İstiklal Caddesi’ne yönelik akın daha sonrası İçişleri Bakanı Soylu’nun “Beyoğlu İstiklal Caddesi’nde bize bu acıyı yaşatanların daha misli ve kat kat acıyı yaşayabilecekleri bir karşılığı yakın bir vakitte onlara göstereceğiz” sözleri yeni bir hudut ötesi operasyon yapılabileceği değerlendirmelerine yol açtı. “Şahıs Afrin üzerinden ülkemize giriş yaptığını beyan etmiştir” diyen Soylu, hareket buyruğunun Kobani’den geldiğini de kaydetti. Türkiye, Cerablus’un doğusu ile Tel Abyad içinde kalan bölgeden YPG’yi çıkarmak istiyor. Bölgedeki en kıymetli yerleşim ünitesi olan Kobani’de Rus askerinin de varlığı kelam konusu. Cumhurbaşkanı Tayyip Erdoğan Mayıs 2022’den beri aralıklarla, “Güvenlik kaygılarını gidermek için” Suriye’ye yeni bir kara harekâtı yapılabileceğini tabir ediyordu. Haziran ayında Bakanlar Şurası toplantısı daha sonrası yaptığı açıklamada Erdoğan, “Suriye hududunda oluşturmaya başladığımız güvenlik koridorunun eksikliklerini tamamlamayla ilgili hazırlıklarımız biter bitmez yeni harekatlara başlayacağız” demişti.Öte yandan 18 Ekim Salı günü Cumhurbaşkanlığı Sözcüsü İbrahim Kalın’ın “Suriye ile Türkiye içinde o denli inançlı bir çizgi oluşturuldu ki, Türkiye’ye yönelik taarruz ihtimali fazlaca hayli azaldı” biçimindeki kelamları bir kara operasyonu ihtimalinin azaldığı ya da en azından bir süre için ötelendiği yorumlarına niye olmuştu.

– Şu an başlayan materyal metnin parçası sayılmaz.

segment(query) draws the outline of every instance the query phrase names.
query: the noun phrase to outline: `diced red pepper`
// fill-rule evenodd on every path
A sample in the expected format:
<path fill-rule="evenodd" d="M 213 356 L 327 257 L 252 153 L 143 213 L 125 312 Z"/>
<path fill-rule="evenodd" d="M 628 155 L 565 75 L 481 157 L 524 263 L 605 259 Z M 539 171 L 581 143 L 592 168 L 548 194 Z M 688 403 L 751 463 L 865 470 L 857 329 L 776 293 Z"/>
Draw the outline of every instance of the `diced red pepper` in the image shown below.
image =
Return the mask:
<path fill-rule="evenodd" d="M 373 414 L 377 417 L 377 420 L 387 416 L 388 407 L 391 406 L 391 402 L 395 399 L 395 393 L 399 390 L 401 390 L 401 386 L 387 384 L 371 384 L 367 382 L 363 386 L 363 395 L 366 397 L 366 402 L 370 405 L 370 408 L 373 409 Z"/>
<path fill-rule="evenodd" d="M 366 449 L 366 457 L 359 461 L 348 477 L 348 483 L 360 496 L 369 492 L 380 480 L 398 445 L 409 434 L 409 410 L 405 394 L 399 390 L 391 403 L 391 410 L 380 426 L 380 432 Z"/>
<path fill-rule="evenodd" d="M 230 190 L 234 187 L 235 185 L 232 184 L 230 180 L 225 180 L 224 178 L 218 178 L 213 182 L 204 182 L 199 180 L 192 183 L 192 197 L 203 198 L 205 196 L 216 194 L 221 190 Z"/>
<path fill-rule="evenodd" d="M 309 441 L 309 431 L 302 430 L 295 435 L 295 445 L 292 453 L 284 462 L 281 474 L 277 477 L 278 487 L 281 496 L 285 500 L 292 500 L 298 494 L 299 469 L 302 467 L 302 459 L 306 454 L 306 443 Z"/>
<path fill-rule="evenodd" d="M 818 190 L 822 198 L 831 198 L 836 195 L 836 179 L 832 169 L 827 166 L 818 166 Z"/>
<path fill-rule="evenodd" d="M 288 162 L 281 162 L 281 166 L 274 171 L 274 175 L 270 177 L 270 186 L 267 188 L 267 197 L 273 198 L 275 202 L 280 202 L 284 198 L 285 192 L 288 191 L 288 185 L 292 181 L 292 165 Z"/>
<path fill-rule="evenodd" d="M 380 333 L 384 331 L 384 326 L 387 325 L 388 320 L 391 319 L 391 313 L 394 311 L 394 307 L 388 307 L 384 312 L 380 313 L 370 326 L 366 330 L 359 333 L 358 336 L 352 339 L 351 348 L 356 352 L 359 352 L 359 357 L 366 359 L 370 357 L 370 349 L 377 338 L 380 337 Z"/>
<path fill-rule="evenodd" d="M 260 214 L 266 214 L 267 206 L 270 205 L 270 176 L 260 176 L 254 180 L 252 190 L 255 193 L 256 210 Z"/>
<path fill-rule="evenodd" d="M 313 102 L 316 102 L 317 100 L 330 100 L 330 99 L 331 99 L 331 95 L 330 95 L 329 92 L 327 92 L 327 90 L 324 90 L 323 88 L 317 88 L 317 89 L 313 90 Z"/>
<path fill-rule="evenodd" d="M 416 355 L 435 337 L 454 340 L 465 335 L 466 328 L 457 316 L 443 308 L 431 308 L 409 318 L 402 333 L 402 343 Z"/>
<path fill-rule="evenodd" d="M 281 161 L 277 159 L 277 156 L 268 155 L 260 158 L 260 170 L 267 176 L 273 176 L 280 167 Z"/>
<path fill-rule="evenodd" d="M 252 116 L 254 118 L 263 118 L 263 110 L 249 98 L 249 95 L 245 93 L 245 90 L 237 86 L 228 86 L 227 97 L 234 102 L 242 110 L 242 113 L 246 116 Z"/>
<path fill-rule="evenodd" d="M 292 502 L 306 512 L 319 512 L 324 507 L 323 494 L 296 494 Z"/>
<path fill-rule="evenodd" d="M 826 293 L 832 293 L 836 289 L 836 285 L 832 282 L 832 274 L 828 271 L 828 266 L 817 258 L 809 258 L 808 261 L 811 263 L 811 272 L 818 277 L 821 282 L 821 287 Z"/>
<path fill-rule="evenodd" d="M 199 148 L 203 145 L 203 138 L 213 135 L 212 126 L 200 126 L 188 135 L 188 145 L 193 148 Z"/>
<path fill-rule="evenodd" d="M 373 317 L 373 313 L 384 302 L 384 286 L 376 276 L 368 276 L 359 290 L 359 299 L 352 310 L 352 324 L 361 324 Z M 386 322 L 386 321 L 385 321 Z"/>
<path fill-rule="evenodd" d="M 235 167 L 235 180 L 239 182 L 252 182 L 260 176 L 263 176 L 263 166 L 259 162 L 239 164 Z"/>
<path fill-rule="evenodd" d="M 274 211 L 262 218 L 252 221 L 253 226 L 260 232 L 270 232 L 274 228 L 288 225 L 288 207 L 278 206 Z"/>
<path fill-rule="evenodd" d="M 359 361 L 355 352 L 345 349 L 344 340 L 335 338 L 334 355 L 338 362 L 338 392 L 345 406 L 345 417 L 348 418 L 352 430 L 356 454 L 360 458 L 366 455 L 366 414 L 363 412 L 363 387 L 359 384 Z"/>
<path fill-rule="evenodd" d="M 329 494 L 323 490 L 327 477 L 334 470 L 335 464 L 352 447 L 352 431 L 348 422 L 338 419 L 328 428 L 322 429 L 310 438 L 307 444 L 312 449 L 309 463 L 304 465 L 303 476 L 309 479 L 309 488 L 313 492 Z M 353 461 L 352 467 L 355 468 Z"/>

Türkiye kaç harekât düzenledi?

Türk Silahlı Kuvvetleri, Suriye’de iç savaşın başladığı 2011’den beri bu ülkeye yönelik dört farklı kara harekatı gerçekleştirdi. Bunların birincisi 24 Ağustos 2016 başlayan ve IŞİD’in maksat alındığı Fırat Kalkânı Harekâtı oldu. çabucak sonrasında terör örgütü PKK’nın Suriye uzantısı YPG ve farklı kümelerin Suriye’nin kuzeyindeki faaliyetlerine karşı sırasıyla Zeytin Kısmı (20 Ocak 2018) ve Barış Pınarı (9 Ekim 2019) harekâtları yapıldı. 5 Mart 2020’de başlayan dördüncü ve son operasyon olan Bahar Kalkanı ise direkt rejim güçlerini amaç alması bakımından evvelkilerden ayrıldı.